Cette faculté de théologie ne peut donc être totalement supprimée.

J’aurais achevé ma tâche, si je m’en tenais à l’ordre des études d’une université ; en voilà le plan et la justification de ce plan, mais son exécution suppose des supérieurs, des inférieurs, des maîtres, des élèves, des livres classiques, des instruments, des bâtiments, une police, autant d’objets que je vais traiter sommairement.


DE L’ÉTAT DE SAVANT.


Si une nation n’est pas instruite, peut-être sera-t-elle nombreuse et puissante, mais elle sera barbare, et l’on ne me persuadera jamais que la barbarie soit l’état le plus heureux d’une nation, ni qu’un peuple s’achemine vers le malheur à mesure qu’il s’éclaire ou se civilise ou que les droits de la propriété lui sont plus sacrés.

La propriété des biens et celle de la personne, ou la liberté civile, supposent de bonnes lois et avec le temps amènent la culture des terres, la population, les industries de toute espèce, des arts, des sciences, le beau siècle d’une nation.

Entre les sciences, les unes sont filles de la nécessité ou du besoin, telles sont la médecine, la jurisprudence, les premiers éléments de la physique et des mathématiques ; les autres naissent de l’aisance et peut-être de la paresse, telles sont la poésie, l’éloquence et toutes les branches de la philosophie spéculative.
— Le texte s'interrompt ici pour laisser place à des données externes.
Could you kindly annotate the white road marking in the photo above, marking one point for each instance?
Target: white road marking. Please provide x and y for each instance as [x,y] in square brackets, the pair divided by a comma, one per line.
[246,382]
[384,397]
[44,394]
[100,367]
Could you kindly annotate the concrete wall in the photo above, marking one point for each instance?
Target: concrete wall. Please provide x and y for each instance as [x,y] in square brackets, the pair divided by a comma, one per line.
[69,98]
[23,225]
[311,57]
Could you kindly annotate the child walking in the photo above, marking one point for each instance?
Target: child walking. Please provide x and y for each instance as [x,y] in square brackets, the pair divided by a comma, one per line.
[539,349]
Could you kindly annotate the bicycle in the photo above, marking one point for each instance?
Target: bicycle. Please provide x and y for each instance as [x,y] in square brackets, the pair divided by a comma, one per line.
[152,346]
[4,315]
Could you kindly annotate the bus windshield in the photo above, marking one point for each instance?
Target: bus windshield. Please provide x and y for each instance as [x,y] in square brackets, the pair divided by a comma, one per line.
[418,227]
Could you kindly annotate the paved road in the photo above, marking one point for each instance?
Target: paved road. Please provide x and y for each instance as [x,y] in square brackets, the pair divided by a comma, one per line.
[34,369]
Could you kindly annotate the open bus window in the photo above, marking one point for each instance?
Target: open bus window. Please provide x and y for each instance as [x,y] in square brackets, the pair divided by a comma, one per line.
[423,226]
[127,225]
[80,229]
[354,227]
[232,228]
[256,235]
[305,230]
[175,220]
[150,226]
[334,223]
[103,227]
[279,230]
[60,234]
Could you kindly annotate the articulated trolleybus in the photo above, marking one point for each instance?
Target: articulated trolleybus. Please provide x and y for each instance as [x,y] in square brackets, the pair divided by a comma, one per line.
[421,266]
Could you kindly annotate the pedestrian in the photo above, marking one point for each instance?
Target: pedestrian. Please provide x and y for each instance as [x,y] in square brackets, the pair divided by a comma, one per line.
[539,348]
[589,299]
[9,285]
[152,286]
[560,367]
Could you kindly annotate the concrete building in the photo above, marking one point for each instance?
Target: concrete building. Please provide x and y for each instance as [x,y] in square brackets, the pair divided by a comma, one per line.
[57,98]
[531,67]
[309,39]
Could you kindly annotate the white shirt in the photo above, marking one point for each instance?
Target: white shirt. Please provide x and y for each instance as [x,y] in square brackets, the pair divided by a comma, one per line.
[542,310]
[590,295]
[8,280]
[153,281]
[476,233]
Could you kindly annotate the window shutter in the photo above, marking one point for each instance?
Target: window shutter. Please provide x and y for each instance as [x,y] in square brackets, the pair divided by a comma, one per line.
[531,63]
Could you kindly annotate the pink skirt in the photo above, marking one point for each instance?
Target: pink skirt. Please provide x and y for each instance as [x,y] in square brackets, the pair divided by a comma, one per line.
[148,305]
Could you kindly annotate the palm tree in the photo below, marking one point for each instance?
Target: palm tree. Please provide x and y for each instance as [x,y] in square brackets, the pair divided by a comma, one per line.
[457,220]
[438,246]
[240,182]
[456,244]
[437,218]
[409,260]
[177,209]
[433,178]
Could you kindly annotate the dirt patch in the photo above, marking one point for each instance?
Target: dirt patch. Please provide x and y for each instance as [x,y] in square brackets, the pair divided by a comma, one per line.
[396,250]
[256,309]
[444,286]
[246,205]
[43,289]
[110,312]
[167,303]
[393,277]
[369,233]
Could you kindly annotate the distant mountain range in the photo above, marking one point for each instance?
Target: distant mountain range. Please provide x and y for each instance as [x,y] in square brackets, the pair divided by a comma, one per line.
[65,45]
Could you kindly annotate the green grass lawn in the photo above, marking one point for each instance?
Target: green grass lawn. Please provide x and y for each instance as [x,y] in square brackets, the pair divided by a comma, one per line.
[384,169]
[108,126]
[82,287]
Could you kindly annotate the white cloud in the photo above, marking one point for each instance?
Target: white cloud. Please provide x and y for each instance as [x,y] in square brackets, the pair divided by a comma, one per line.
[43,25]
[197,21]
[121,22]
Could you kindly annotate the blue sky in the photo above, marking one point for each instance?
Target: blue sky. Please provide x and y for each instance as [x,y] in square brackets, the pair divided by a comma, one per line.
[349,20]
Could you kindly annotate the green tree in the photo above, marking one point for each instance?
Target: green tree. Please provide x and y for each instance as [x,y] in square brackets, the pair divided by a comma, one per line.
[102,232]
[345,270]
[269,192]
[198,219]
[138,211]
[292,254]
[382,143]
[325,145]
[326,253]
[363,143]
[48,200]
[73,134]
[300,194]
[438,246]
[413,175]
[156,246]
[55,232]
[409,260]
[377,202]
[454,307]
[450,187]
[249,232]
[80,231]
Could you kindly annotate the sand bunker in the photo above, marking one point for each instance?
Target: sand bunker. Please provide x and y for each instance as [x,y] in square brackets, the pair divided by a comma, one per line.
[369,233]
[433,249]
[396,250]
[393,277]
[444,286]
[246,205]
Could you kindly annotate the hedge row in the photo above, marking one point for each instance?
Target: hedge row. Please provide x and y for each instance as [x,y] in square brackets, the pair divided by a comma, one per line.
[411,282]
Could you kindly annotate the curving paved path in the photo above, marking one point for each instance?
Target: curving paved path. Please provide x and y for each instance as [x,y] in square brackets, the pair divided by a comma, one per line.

Un père s’est enrichi par le commerce ; il a un grand nombre d’enfants ; parmi ces enfants il en est un qui ne veut rien faire, ses bras faibles et délicats lui ont donné de l’aversion pour la navette, la scie ou le marteau ; il se lève tard ; il reste assis la tête penchée sur la poitrine, il réfléchit, il médite ; il se fait poète, orateur, prêtre ou philosophe.